Conscientização sobre atitudes fornece oportunidade para participantes, que cometeram atos de violência doméstica, a mudarem o pensamento e não reincidirem.
Durante o ano de 2019, uma vez por semana, a sala de audiências deixava de ser o espaço para a realização de julgamentos, tornando-se um lugar para mudar o pensamento e promover a conscientização, por meio das reuniões do Grupo Reflexivo “Homens em Transformação”, que é desenvolvido pela Vara de Execuções Penais e Medidas Alternativas da Comarca de Rio Branco (Vepma), desde fevereiro de 2018.
O Grupo atua na responsabilização de autores de violência doméstica, que atualmente cumprem penas diversas da prisão em regime fechado. A proposta é conscientizar os participantes com vistas a uma verdadeira mudança de comportamento, afastando, assim, a violência doméstica contra mulheres.
No Poder Judiciário do Acre, o grupo “Homens em Transformação”, acima de tudo, tem rendido bons frutos no processo de ressocialização dessas pessoas.
Reentrada mínima
A coordenadora Estadual das Mulheres em situação de Violência Doméstica e Familiar, desembargadora Eva Evangelista, discorreu sobre a finalidade do grupo para evitar a reincidência de autores de agressões de gênero no sistema de Justiça, bem como assinalou que a ação está em consonância com o Programa Justiça Restaurativa do Conselho Nacional de Justiça (CNJ). “É esse olhar diferenciado que o Poder Judiciário precisa conferir para erradicar a violência contra mulher, pois é necessário punir e também refletir e conscientizar esses autores, convidando todos a mudarem de atitude”, disse a decana da Corte de Justiça Acreana.

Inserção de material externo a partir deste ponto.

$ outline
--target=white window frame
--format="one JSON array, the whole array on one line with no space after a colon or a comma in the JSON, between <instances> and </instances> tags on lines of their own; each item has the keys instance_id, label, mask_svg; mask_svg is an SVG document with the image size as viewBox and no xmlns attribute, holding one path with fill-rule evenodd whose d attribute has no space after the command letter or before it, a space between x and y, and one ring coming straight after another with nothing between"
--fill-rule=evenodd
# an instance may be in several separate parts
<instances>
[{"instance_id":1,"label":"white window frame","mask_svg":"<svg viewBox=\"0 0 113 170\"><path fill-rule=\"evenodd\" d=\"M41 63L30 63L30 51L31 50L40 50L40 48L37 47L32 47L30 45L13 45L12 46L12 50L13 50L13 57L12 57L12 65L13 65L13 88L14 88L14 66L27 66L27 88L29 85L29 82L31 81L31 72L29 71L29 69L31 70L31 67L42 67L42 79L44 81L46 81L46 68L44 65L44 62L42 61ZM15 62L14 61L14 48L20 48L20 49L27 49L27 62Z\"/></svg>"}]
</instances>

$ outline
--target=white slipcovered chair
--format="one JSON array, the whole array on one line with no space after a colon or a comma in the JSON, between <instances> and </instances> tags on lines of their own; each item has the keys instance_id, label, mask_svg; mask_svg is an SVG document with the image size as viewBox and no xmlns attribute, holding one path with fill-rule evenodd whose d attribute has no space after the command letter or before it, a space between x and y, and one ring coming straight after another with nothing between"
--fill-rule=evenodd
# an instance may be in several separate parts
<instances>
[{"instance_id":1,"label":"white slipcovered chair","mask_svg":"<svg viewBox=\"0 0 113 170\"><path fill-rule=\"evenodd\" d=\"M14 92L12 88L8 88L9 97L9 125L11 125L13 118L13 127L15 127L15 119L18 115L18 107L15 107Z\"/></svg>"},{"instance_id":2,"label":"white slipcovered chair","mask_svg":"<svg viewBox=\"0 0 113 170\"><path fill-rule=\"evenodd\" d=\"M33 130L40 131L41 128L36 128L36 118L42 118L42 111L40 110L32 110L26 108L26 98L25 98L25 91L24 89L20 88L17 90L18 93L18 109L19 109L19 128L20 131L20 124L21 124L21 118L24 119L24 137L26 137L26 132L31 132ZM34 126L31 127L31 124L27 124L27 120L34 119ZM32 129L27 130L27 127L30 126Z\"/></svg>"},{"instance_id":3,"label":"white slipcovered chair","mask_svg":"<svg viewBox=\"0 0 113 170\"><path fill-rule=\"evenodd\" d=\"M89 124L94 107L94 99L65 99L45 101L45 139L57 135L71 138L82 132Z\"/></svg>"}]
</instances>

Para a juíza de Direito Andréa Brito, titular da Vepma, a ação é um caminho essencial, previsto pela Lei Maria da Penha, que tem contribuído para garantir índices cada vez menores de reincidência nesse tipo de crime. “De fevereiro para os dias atuais passaram 302 cumpridores. Nós tivemos uma resposta extremamente positiva ao percebermos que a reentrada no sistema de Justiça para os autores de violência doméstica que passavam pelo grupo era de apenas 6%, quando a média de reentrada é de 40 a 70%”, informou a magistrada.
Trabalho em Equipe
“Homens em Transformação” é realizado por uma equipe multidisciplinar do Poder Judiciário Acreano, que conta com assistente social e psicólogo. As reuniões tem foco educativo na ressocialização do autor.
“Através de palestras nós procuramos propor uma ação educativa reflexiva, é um momento no qual os participantes podem pensar sobre suas ações no âmbito familiar e doméstico e, por meio desse, trabalho eles podem encontrar alternativas para mudança de comportamento”, mencionou a assistente social da Vara de Execuções Penais e Medidas Alternativas, Mirlene Taumaturgo.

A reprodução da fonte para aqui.